One of the main reasons she joined the company when the position was offered to her several months ago was related to the CEO’s comment that “we are beyond cement – we provide solutions”.

She believes this is vital in a developing country like South Africa and that everyone, including huge multinational companies such as Lafarge, needs to play a positive role.

“So when I was asked to join Lafarge, I asked myself how I could ensure that it gives back to our country; that it plays a responsible role,” she says.

She asked herself the same question when she joined Airports Company SA (Acsa) in 2010 as its communications and brand manager.

She was tasked with successfully implementing the 2010 Fifa World Cup external communications plan for Acsa just two months before the tournament began.

OR Tambo International Airport, the largest airport in Africa, had just been expanded for the cup, and part of her job was to help iron out glitches and explain any issues to the public. It was a daunting task, but she did it.

While she was working a full, demanding day at OR Tambo, she was also made the leader of the communications team during Acsa’s bid, as part of a concession to operate Latin America’s largest airport, the Guarulhos International in Sao Paulo.

She was the obvious person for the job with her background and experience. In 2013 she accepted her appointment as Acsa’s group spokesperson and corporate communications manager.

“I’m always up for a challenge,” she says, adding that she has never worked a regular nine-to-five day.

“I’m an all-day, everyday person,” she says.

“When everyone’s asleep at home, I’ll get up at 3am to work. I feel good that I keep pace with my demanding schedule with my dear family nearby.”

She ensures she keeps a balance in her life and takes her two children, both younger than 10, to school and makes their daily lunches.

Her role model for keeping a family together is her schoolteacher mother, who retired last year after 40 years in service.

She raised Batyashe-Fillis and her three sisters single-handedly in their home in a township in Kimberley after their father died at the age of 33.

“I was 10 years old and she was really strategic in her motherhood role,” recalls Batyashe-Fillis fondly.

“She kept us off the streets by flooding us with books and ensuring we were always busy with extramural activities.”

The communications whiz has played a leading role throughout her life – she was the only black child in her Grade 7 class in 1991 at Kimberley Junior School.

She recalls the stark differences between her English-speaking classes in a school with manicured lawns and her isiXhosa-speaking family life on the dusty township streets.

In 1996, she became the first black prefect, “which was unheard of back then”.

She was hired as a journalist by the Diamond Fields Advertiser after she graduated with her BA in communication science from the University of the Free State.

But her education continues – she completed the Henley Business School’s executive development programme in 2013, and plans to do her MBA next year.
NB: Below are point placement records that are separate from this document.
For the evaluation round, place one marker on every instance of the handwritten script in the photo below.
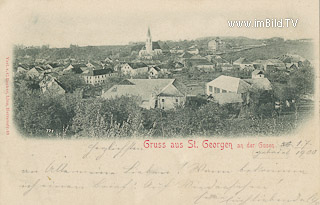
(281, 174)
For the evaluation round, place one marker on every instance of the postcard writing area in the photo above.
(126, 172)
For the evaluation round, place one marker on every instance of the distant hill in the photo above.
(275, 50)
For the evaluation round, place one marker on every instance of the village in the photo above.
(161, 76)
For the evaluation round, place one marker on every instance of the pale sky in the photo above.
(113, 22)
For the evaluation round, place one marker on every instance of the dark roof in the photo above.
(165, 46)
(137, 65)
(155, 45)
(78, 65)
(199, 62)
(156, 68)
(102, 71)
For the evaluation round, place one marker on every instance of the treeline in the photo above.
(69, 115)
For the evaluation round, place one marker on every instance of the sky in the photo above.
(110, 22)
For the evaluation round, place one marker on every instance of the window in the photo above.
(216, 90)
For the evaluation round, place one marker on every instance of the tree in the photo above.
(71, 82)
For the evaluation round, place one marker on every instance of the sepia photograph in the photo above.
(147, 82)
(159, 102)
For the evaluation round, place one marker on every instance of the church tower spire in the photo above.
(149, 41)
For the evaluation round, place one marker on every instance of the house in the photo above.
(152, 93)
(292, 58)
(75, 68)
(201, 64)
(34, 72)
(94, 66)
(243, 63)
(193, 50)
(50, 85)
(176, 50)
(133, 69)
(151, 48)
(216, 45)
(154, 72)
(259, 84)
(97, 76)
(226, 67)
(183, 57)
(269, 65)
(21, 69)
(218, 61)
(227, 89)
(257, 74)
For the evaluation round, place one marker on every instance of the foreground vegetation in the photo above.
(72, 115)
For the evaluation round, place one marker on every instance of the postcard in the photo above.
(159, 102)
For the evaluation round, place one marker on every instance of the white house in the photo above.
(151, 93)
(133, 69)
(151, 48)
(227, 89)
(98, 76)
(243, 63)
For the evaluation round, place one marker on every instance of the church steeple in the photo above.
(149, 33)
(149, 41)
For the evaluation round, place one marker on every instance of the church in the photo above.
(151, 48)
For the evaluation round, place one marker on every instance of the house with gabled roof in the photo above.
(243, 63)
(133, 69)
(34, 72)
(227, 89)
(151, 93)
(50, 85)
(97, 76)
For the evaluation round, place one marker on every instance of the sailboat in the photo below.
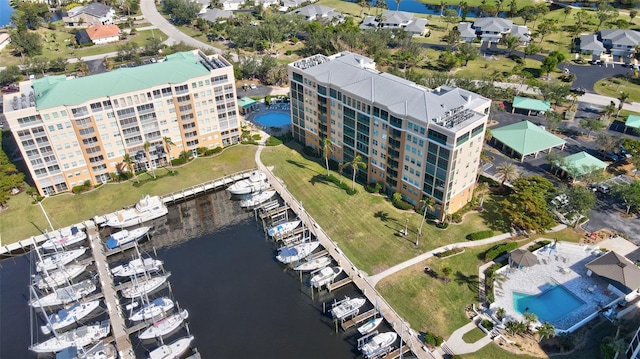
(56, 260)
(173, 350)
(65, 295)
(136, 266)
(67, 316)
(59, 277)
(164, 326)
(144, 286)
(79, 337)
(157, 307)
(148, 208)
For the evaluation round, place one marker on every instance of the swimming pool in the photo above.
(273, 119)
(549, 305)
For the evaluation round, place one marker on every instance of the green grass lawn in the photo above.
(22, 219)
(365, 226)
(473, 335)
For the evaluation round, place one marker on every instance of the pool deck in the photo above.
(564, 265)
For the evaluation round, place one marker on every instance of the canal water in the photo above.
(241, 302)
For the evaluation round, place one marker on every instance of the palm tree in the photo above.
(148, 155)
(507, 172)
(546, 330)
(356, 164)
(126, 159)
(167, 146)
(327, 148)
(428, 205)
(622, 98)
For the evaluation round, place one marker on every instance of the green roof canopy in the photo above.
(530, 104)
(633, 121)
(526, 138)
(246, 102)
(581, 163)
(53, 91)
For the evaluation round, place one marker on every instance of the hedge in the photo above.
(480, 235)
(499, 250)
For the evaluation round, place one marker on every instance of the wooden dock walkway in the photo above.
(118, 328)
(359, 278)
(359, 319)
(339, 284)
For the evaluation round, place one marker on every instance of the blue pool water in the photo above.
(274, 119)
(549, 305)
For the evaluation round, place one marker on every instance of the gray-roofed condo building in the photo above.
(72, 130)
(416, 141)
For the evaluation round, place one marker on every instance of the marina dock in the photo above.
(118, 328)
(359, 278)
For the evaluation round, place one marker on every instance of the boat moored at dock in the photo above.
(147, 209)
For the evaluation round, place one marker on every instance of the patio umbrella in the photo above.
(524, 258)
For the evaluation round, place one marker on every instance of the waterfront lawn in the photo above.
(364, 225)
(22, 219)
(431, 304)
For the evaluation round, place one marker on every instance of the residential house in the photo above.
(620, 42)
(216, 15)
(103, 34)
(396, 20)
(590, 45)
(420, 142)
(320, 13)
(94, 13)
(72, 130)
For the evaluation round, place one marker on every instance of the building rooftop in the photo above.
(52, 91)
(356, 74)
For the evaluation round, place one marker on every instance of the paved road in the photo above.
(149, 10)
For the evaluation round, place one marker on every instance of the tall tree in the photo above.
(507, 172)
(356, 164)
(327, 149)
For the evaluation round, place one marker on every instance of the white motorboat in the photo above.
(59, 259)
(65, 295)
(252, 200)
(136, 266)
(157, 307)
(369, 326)
(79, 337)
(255, 183)
(144, 286)
(283, 228)
(164, 326)
(58, 277)
(123, 237)
(65, 317)
(148, 208)
(297, 252)
(379, 344)
(63, 238)
(325, 276)
(347, 307)
(315, 263)
(173, 350)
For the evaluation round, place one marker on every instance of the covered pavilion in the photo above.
(526, 138)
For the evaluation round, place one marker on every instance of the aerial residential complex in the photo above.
(72, 130)
(416, 141)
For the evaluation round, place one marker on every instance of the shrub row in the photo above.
(433, 339)
(480, 235)
(449, 252)
(499, 250)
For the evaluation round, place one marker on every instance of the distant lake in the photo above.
(5, 12)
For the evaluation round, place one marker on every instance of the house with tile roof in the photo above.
(94, 13)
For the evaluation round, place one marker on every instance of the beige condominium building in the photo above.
(70, 130)
(416, 141)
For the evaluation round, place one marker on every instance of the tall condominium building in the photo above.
(416, 141)
(72, 130)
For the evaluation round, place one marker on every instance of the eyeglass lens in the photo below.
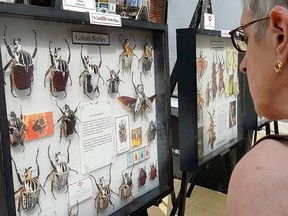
(240, 41)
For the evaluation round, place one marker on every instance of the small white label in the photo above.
(105, 19)
(209, 21)
(79, 5)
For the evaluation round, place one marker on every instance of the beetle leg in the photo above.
(12, 84)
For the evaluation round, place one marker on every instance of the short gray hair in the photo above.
(260, 9)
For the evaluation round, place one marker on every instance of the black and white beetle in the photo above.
(151, 133)
(91, 75)
(68, 121)
(126, 186)
(60, 171)
(21, 74)
(30, 189)
(127, 55)
(70, 213)
(17, 129)
(139, 104)
(103, 198)
(142, 176)
(122, 131)
(147, 57)
(113, 82)
(59, 71)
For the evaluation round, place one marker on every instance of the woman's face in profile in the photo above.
(258, 65)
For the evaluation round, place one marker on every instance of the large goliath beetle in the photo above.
(30, 189)
(17, 129)
(127, 55)
(103, 198)
(90, 76)
(147, 57)
(125, 189)
(139, 104)
(60, 171)
(21, 74)
(59, 71)
(68, 121)
(113, 82)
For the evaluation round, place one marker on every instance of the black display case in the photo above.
(45, 30)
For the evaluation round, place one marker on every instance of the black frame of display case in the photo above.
(160, 32)
(183, 74)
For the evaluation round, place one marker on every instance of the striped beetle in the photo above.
(60, 171)
(30, 190)
(59, 71)
(21, 75)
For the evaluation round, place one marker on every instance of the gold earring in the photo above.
(278, 66)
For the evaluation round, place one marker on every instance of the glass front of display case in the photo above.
(87, 112)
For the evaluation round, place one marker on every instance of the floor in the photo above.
(203, 201)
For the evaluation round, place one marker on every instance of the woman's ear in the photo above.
(279, 31)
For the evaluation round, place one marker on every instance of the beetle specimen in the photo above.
(200, 104)
(21, 74)
(211, 130)
(126, 186)
(39, 125)
(30, 189)
(221, 84)
(139, 104)
(113, 82)
(208, 93)
(147, 57)
(127, 55)
(68, 120)
(59, 71)
(151, 133)
(91, 75)
(122, 131)
(142, 177)
(17, 129)
(201, 64)
(214, 78)
(70, 213)
(60, 171)
(153, 171)
(103, 198)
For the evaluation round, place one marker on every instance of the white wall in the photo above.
(227, 16)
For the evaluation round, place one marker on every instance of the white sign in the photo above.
(105, 19)
(209, 21)
(79, 191)
(90, 38)
(79, 5)
(96, 135)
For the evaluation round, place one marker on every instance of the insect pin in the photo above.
(147, 57)
(68, 121)
(17, 129)
(103, 198)
(21, 63)
(60, 171)
(30, 188)
(58, 71)
(113, 82)
(90, 76)
(125, 189)
(127, 55)
(151, 132)
(139, 104)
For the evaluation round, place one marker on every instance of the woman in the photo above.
(259, 183)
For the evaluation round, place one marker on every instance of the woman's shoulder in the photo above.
(259, 185)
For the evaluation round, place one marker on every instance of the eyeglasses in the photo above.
(239, 38)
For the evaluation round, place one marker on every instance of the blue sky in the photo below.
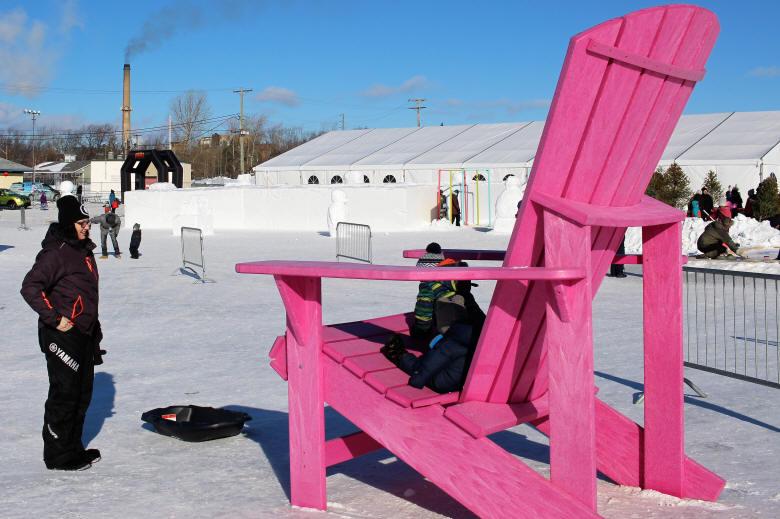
(310, 61)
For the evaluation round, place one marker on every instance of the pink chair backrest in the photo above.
(622, 89)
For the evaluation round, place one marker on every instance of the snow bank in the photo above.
(282, 208)
(748, 232)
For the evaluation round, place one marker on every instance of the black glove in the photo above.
(393, 349)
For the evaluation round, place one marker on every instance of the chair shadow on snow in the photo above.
(102, 406)
(380, 469)
(693, 400)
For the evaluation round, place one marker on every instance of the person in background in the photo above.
(109, 226)
(62, 288)
(615, 270)
(455, 208)
(750, 203)
(715, 239)
(135, 241)
(706, 204)
(736, 198)
(432, 256)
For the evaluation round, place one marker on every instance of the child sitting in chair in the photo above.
(444, 365)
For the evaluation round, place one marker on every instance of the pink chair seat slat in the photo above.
(364, 364)
(384, 380)
(481, 418)
(398, 323)
(408, 396)
(340, 351)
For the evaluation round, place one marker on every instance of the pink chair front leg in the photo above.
(570, 364)
(302, 298)
(664, 419)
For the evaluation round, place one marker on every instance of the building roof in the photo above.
(718, 137)
(9, 165)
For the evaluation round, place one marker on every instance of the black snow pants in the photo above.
(71, 366)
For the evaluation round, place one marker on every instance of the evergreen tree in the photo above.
(767, 202)
(713, 186)
(677, 187)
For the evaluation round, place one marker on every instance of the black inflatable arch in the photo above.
(138, 162)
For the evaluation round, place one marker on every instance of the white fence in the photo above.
(353, 241)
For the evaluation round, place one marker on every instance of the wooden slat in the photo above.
(647, 212)
(381, 381)
(408, 396)
(305, 394)
(481, 419)
(339, 351)
(663, 331)
(364, 364)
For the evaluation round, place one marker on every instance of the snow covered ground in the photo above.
(172, 341)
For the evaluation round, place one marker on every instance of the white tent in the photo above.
(741, 147)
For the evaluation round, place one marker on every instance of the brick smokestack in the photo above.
(126, 109)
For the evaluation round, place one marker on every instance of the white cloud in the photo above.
(772, 71)
(412, 84)
(278, 95)
(27, 59)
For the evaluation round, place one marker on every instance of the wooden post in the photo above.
(303, 301)
(570, 363)
(664, 447)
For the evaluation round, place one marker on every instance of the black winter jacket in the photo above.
(64, 282)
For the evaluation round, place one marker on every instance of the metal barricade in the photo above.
(731, 324)
(192, 251)
(353, 241)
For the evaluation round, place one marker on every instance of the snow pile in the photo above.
(748, 232)
(162, 186)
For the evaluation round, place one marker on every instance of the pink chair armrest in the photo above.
(462, 254)
(325, 269)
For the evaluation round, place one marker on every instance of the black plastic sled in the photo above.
(192, 423)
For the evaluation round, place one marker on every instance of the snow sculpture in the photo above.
(66, 187)
(507, 205)
(337, 211)
(354, 177)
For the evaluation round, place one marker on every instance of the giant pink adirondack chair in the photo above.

She joined Radio 702 and Highveld Stereo (now 947) in 2003, where she worked for six years, becoming mid-morning anchor and desk editor for Eyewitness News.

Thereafter, Batyashe-Fillis was a presenter on DStv’s SuperSport before going on to become the SABC’s prime time news anchor.

Looking back on her 15 years in communications, she advises other women who work in male-dominated environments – as she did at Acsa and now at Lafarge – to “be yourself”.

“When I started at Acsa, I wore high heels, red lipstick and spoke my mind, even though there were only two women at executive level. My boss encouraged me.

“Now I try to be true to myself in everything I do.”